The other Natresses filed in, and soon Fridara appeared. She took out three envelopes, which looked rather full.
"So, the race will begin here. Depending on when you arrive, you will begin. Sharina, you arrived first, you start first. Delani second, Dre third. You will receive clues that will lead you to the end of the race." She gave Sharina, Delani, and Dre each one of the envelopes she was holding. "You may open them now. And Sharina, go ahead and start. Delani will begin twenty minutes after you; Dre twenty minutes after her."
Dre only half-listened to these last words after opening her envelope. She couldn't make head or tail of these beautiful characters on the paper. She wasn't good at reading regular languages, and this seemed like something ancient.
She groaned inwardly. She hadn't even started, and she was sure she wasn't going to finish. If she couldn't understand the clues, how would she?
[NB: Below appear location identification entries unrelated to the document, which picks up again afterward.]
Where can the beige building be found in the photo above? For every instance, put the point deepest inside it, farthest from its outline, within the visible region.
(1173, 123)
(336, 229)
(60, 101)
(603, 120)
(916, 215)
She watched Sharina retreat into the distance. Nervousness filled her. Sharina may already be a step ahead of them—she was gifted in languages. Delani, however, Dre knew had just about as many clues as herself. Confusion was written all over the poor girl's face.
Dre examined the interesting characters. They reminded her of water because of the way they seemed to flow gracefully on the page. They reminded Dre of nothing at all; no letters, shapes, pictures, or anything Dre could think of resembled these letters.
Delani left, and twenty minutes after, Dre followed. She walked through the forest, wondering uneasily about what to do with these clues.
Suddenly, a blast of sunlight hit Dre head-on, causing her to cover her face. She had stepped out of the forest without realizing it. "Oh wow," she gasped. Small farms were about a half-mile away from her, people working hard in the fields. The Natress fingered her envelope glancing about the open land. There were hardly any trees in sight; that wasn't right. So many people were around the farms: talking, working, cooking, and a large score of other things Dre had never really witnessed properly. Dre had never seen this amount of people in what spot. She was also trying to adjust to the sunlight; she was used to the beams being sheltered by the trees.
Everything was so different. Dre started to get a little panicked. What if she didn't have enough knowledge of the land outside the Sher Woods to make it? She knew she probably didn't. Oh dear…
She made herself think about the clues to get her mind off of the amazingly different land around her. Think. Where would someone be who could decipher this language? Somebody, anybody, who understood it?
It hit her. "A library."
* * * * *
Oh wow, I finally got Dre out into the world; she has been in my head for a long time. I'm actually happy with this chapter. I've written it a billion times, and they all proved sort of unsatisfactory.
Savonna is greatly influenced by Artemis of Greek mythology, so don't bug me about it. That's because the first Dreana I ever had was a nymph attendant of Artemis. So, yeah.